My problem with Py’s camp cabaret is that I often expect a drag queen to come on and start miming to Judy Garland. But this Hamlet, a co-production with the Theater an der Wien, where it was unveiled in 2012, manages to rise above this by fleshing out the libretto’s one-dimensional characters. This is far superior to his recent Alceste and Aida for the Paris Opera, although it still suffers from the customary chasm between theatrical intention and unsubtle execution: Laertes is a red-flag-waving rebel and the people of Elsinore parade with clenched fists and banners proclaiming “Liberté” – a clumsy political graft to remind us that the opera was written only a few years before the Paris Commune. Another unforgivable touch occurs in Ophelia’s madness scene, which is ruined by an S&M ballet of youths wearing leather dog masks. This is all a pity as Pierre-André Weitz’s set, a gloomily oppressive grey-bricked vault, provides a superb backdrop for Hamlet’s inner torment.
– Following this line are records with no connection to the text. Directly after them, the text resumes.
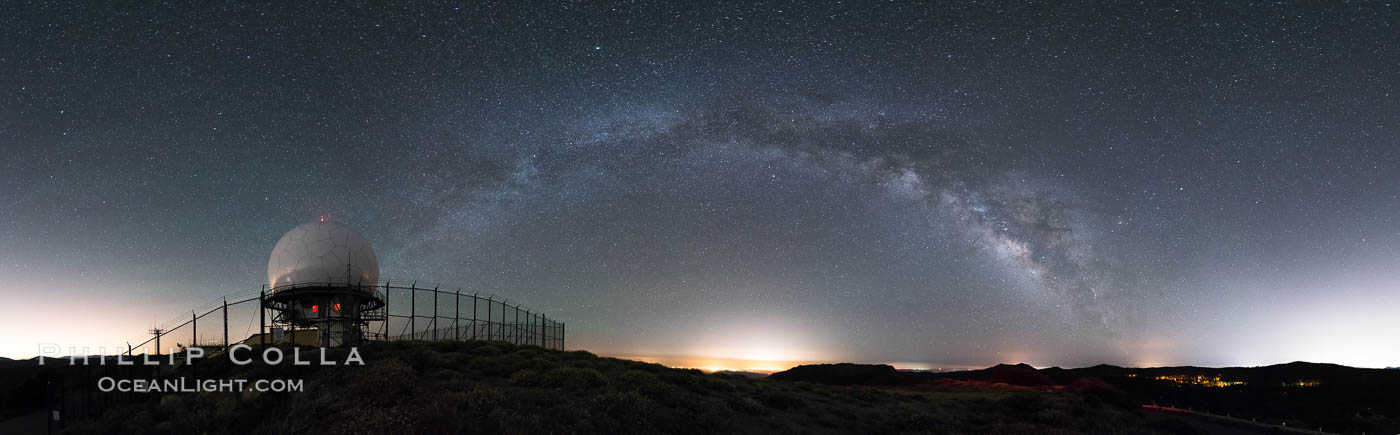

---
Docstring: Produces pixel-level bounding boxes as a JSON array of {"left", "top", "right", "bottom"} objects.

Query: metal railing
[{"left": 123, "top": 281, "right": 566, "bottom": 355}]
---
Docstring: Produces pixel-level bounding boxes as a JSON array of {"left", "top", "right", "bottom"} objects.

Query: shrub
[{"left": 727, "top": 396, "right": 769, "bottom": 415}]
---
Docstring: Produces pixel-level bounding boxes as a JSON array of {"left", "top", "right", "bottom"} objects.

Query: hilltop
[{"left": 49, "top": 341, "right": 1161, "bottom": 434}]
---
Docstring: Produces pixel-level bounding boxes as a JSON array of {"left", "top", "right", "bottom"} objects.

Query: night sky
[{"left": 0, "top": 1, "right": 1400, "bottom": 368}]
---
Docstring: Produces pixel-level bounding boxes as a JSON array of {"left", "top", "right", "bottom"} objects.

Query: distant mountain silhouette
[
  {"left": 769, "top": 361, "right": 1400, "bottom": 434},
  {"left": 769, "top": 362, "right": 911, "bottom": 385}
]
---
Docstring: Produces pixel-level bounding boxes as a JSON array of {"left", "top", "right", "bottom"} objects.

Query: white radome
[{"left": 267, "top": 221, "right": 379, "bottom": 291}]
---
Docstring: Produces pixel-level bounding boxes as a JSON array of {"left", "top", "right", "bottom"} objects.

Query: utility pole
[
  {"left": 433, "top": 285, "right": 437, "bottom": 341},
  {"left": 409, "top": 283, "right": 419, "bottom": 340},
  {"left": 384, "top": 281, "right": 393, "bottom": 341},
  {"left": 258, "top": 285, "right": 267, "bottom": 348},
  {"left": 224, "top": 298, "right": 228, "bottom": 354}
]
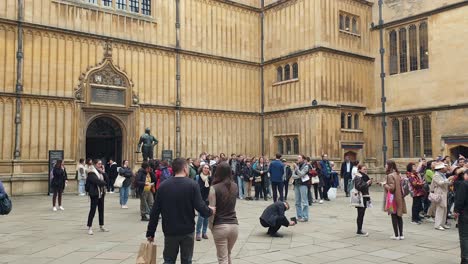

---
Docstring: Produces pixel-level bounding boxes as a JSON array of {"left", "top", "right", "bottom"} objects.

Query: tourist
[
  {"left": 242, "top": 159, "right": 254, "bottom": 200},
  {"left": 431, "top": 162, "right": 454, "bottom": 231},
  {"left": 86, "top": 160, "right": 109, "bottom": 235},
  {"left": 119, "top": 160, "right": 133, "bottom": 209},
  {"left": 354, "top": 165, "right": 372, "bottom": 237},
  {"left": 253, "top": 157, "right": 268, "bottom": 201},
  {"left": 292, "top": 155, "right": 310, "bottom": 222},
  {"left": 50, "top": 160, "right": 68, "bottom": 212},
  {"left": 309, "top": 161, "right": 323, "bottom": 204},
  {"left": 106, "top": 158, "right": 118, "bottom": 193},
  {"left": 320, "top": 154, "right": 331, "bottom": 201},
  {"left": 209, "top": 162, "right": 239, "bottom": 264},
  {"left": 454, "top": 170, "right": 468, "bottom": 264},
  {"left": 260, "top": 201, "right": 296, "bottom": 237},
  {"left": 268, "top": 153, "right": 284, "bottom": 202},
  {"left": 340, "top": 155, "right": 353, "bottom": 197},
  {"left": 146, "top": 158, "right": 216, "bottom": 263},
  {"left": 406, "top": 162, "right": 426, "bottom": 225},
  {"left": 383, "top": 160, "right": 406, "bottom": 240},
  {"left": 281, "top": 159, "right": 292, "bottom": 201},
  {"left": 76, "top": 159, "right": 86, "bottom": 196},
  {"left": 196, "top": 164, "right": 212, "bottom": 241},
  {"left": 136, "top": 161, "right": 156, "bottom": 221}
]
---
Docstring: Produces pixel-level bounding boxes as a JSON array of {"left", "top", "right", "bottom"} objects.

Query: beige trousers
[
  {"left": 211, "top": 224, "right": 239, "bottom": 264},
  {"left": 434, "top": 205, "right": 447, "bottom": 228}
]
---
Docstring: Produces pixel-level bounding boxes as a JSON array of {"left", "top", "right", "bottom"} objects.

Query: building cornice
[{"left": 372, "top": 0, "right": 468, "bottom": 30}]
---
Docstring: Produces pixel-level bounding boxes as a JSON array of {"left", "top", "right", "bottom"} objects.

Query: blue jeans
[
  {"left": 78, "top": 180, "right": 86, "bottom": 194},
  {"left": 119, "top": 186, "right": 130, "bottom": 205},
  {"left": 294, "top": 185, "right": 309, "bottom": 220},
  {"left": 237, "top": 176, "right": 244, "bottom": 199},
  {"left": 197, "top": 214, "right": 208, "bottom": 235}
]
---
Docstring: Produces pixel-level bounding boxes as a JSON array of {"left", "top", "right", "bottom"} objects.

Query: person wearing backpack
[{"left": 406, "top": 162, "right": 426, "bottom": 225}]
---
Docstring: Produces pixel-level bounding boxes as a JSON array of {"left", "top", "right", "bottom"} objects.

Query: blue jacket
[{"left": 268, "top": 160, "right": 284, "bottom": 182}]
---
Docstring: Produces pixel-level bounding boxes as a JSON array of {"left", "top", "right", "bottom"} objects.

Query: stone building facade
[{"left": 0, "top": 0, "right": 468, "bottom": 194}]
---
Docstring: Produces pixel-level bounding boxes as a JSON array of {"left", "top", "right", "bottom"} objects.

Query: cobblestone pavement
[{"left": 0, "top": 187, "right": 460, "bottom": 264}]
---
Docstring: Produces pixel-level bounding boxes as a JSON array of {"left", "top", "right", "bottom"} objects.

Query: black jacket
[
  {"left": 86, "top": 172, "right": 109, "bottom": 197},
  {"left": 119, "top": 167, "right": 133, "bottom": 187},
  {"left": 136, "top": 168, "right": 156, "bottom": 192},
  {"left": 260, "top": 201, "right": 289, "bottom": 226},
  {"left": 454, "top": 181, "right": 468, "bottom": 219}
]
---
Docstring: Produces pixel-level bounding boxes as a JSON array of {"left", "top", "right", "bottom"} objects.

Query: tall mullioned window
[
  {"left": 392, "top": 116, "right": 432, "bottom": 158},
  {"left": 388, "top": 21, "right": 429, "bottom": 75}
]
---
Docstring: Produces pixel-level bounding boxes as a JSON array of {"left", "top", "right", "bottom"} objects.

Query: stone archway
[{"left": 86, "top": 116, "right": 124, "bottom": 164}]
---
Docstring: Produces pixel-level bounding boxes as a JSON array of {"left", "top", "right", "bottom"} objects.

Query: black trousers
[
  {"left": 411, "top": 196, "right": 423, "bottom": 222},
  {"left": 271, "top": 182, "right": 284, "bottom": 202},
  {"left": 356, "top": 207, "right": 366, "bottom": 233},
  {"left": 284, "top": 181, "right": 289, "bottom": 200},
  {"left": 312, "top": 183, "right": 323, "bottom": 200},
  {"left": 163, "top": 233, "right": 194, "bottom": 264},
  {"left": 391, "top": 214, "right": 403, "bottom": 237},
  {"left": 88, "top": 196, "right": 104, "bottom": 227}
]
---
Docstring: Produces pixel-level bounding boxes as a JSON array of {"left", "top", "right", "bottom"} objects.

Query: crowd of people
[{"left": 0, "top": 153, "right": 468, "bottom": 263}]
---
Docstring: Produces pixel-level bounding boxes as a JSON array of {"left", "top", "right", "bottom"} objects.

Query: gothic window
[
  {"left": 419, "top": 22, "right": 429, "bottom": 69},
  {"left": 401, "top": 118, "right": 410, "bottom": 158},
  {"left": 284, "top": 64, "right": 291, "bottom": 81},
  {"left": 141, "top": 0, "right": 151, "bottom": 16},
  {"left": 348, "top": 113, "right": 353, "bottom": 129},
  {"left": 341, "top": 113, "right": 346, "bottom": 128},
  {"left": 293, "top": 137, "right": 299, "bottom": 154},
  {"left": 399, "top": 28, "right": 408, "bottom": 72},
  {"left": 116, "top": 0, "right": 127, "bottom": 10},
  {"left": 390, "top": 30, "right": 398, "bottom": 75},
  {"left": 392, "top": 119, "right": 400, "bottom": 158},
  {"left": 129, "top": 0, "right": 140, "bottom": 13},
  {"left": 409, "top": 25, "right": 418, "bottom": 71},
  {"left": 293, "top": 62, "right": 299, "bottom": 79},
  {"left": 411, "top": 117, "right": 421, "bottom": 157},
  {"left": 353, "top": 17, "right": 358, "bottom": 34},
  {"left": 278, "top": 138, "right": 284, "bottom": 154},
  {"left": 276, "top": 66, "right": 283, "bottom": 82},
  {"left": 423, "top": 116, "right": 432, "bottom": 157}
]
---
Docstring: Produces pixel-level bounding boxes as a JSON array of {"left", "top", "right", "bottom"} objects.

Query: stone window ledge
[{"left": 273, "top": 78, "right": 299, "bottom": 86}]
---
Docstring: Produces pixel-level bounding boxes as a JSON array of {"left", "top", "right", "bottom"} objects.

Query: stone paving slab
[{"left": 0, "top": 187, "right": 460, "bottom": 264}]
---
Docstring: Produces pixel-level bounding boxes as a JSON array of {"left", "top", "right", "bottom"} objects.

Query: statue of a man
[{"left": 137, "top": 127, "right": 158, "bottom": 160}]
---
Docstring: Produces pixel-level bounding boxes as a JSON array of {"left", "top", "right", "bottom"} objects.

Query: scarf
[{"left": 200, "top": 172, "right": 210, "bottom": 188}]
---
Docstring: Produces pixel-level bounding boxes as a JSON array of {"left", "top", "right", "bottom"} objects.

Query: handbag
[
  {"left": 136, "top": 242, "right": 156, "bottom": 264},
  {"left": 312, "top": 176, "right": 320, "bottom": 184},
  {"left": 114, "top": 174, "right": 125, "bottom": 188},
  {"left": 0, "top": 193, "right": 13, "bottom": 215},
  {"left": 385, "top": 192, "right": 397, "bottom": 214}
]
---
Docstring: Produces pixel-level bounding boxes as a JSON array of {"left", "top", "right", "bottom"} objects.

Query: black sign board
[
  {"left": 161, "top": 149, "right": 172, "bottom": 163},
  {"left": 47, "top": 150, "right": 64, "bottom": 195}
]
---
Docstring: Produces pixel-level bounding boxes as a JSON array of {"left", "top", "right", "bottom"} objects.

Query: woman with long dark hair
[
  {"left": 50, "top": 160, "right": 68, "bottom": 212},
  {"left": 86, "top": 160, "right": 109, "bottom": 235},
  {"left": 209, "top": 162, "right": 239, "bottom": 264},
  {"left": 383, "top": 160, "right": 406, "bottom": 240}
]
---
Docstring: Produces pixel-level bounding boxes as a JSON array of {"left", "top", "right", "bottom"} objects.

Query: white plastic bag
[{"left": 327, "top": 188, "right": 336, "bottom": 200}]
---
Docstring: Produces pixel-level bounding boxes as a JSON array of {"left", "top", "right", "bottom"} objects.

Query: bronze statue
[{"left": 137, "top": 127, "right": 158, "bottom": 160}]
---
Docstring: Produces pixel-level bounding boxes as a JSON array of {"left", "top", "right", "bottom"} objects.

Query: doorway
[
  {"left": 450, "top": 146, "right": 468, "bottom": 160},
  {"left": 86, "top": 117, "right": 123, "bottom": 164}
]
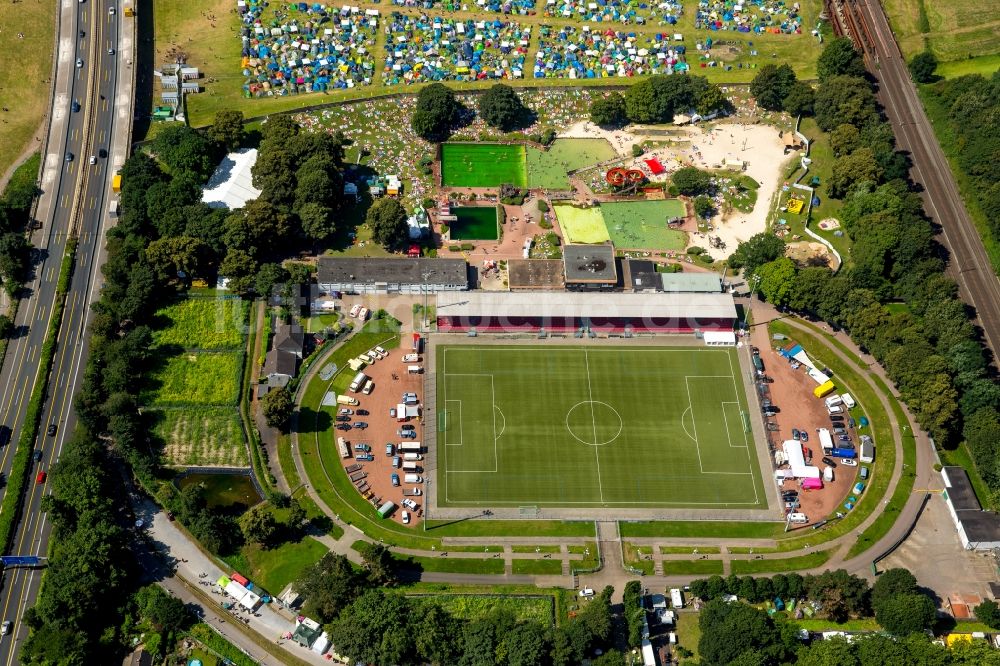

La Monnaie has nabbed the best for the two key roles. Stéphane Degout’s Hamlet is a model of suave baritone singing and sharp diction, even when he does the full Monty in a bath tub scene with his mother (Jennifer Larmore, on strong form but hampered by transatlantic French). Lenneke Ruiten, from Holland, sings Ophelia like a French native, complete with gorgeous timbre and effortless pirouettes.

Marc Minkowski, now quite as ubiquitous on the conductor’s rostrum as Py is in the director’s chair, gives Ambroise Thomas’s score all it’s got (and more), mixing sophisticated insight with devastating decibels.